DALLAS (AP) - Same-sex couples in Texas are beginning to obtain marriage licenses following a landmark U.S. Supreme Court ruling that legalizes gay marriage nationwide.
In Travis County, Gena Dawson and Charlotte Rutherford received the first same-sex marriage license within two hours of the ruling Friday morning. The license was issued despite the Supreme Court saying the ruling will not take effect until the losing side gets roughly three weeks to ask for reconsideration.
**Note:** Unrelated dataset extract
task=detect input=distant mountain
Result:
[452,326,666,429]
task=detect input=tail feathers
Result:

Many other Texas counties were holding off until receiving guidance from the state, which fought to preserve a 2005 state constitutional ban on gay marriage. Houston is among the cities where county officials are awaiting guidance from the Texas attorney general.
Texas Republican Gov. Greg Abbott has remained an emphatic opponent of gay marriage, even as signs in recent months pointed to the Supreme Court striking down state bans.
Lt. Gov Patrick requests opinion
Even before the U.S. Supreme Court issued its ruling, Lt. Gov. Dan Patrick requested an opinion on gay marriage from the attorney general that would instruct county and local officials on how to proceed.
Patrick wrote Friday that a 2005 amendment to the state Constitution banned gay marriage. He said it was approved by 76 percent of voters - though turnout was very low in an off-year election.
The Republican said that because of the Supreme Court's ruling "county clerks and Justices of the Peace could be forced to subjugate their sincerely held religious beliefs," and warned that could spark political "conflict throughout our state."
Attorney General Ken Paxton late Thursday asked county clerks and justices of the peace not to issue immediate gay marriage licenses following a high court decision, but instead to wait for his instructions.
The attorney general has yet to issue such guidance, but instead in a Friday statement said the Supreme Court's ruling will be "a dilution of marriage as a societal institution."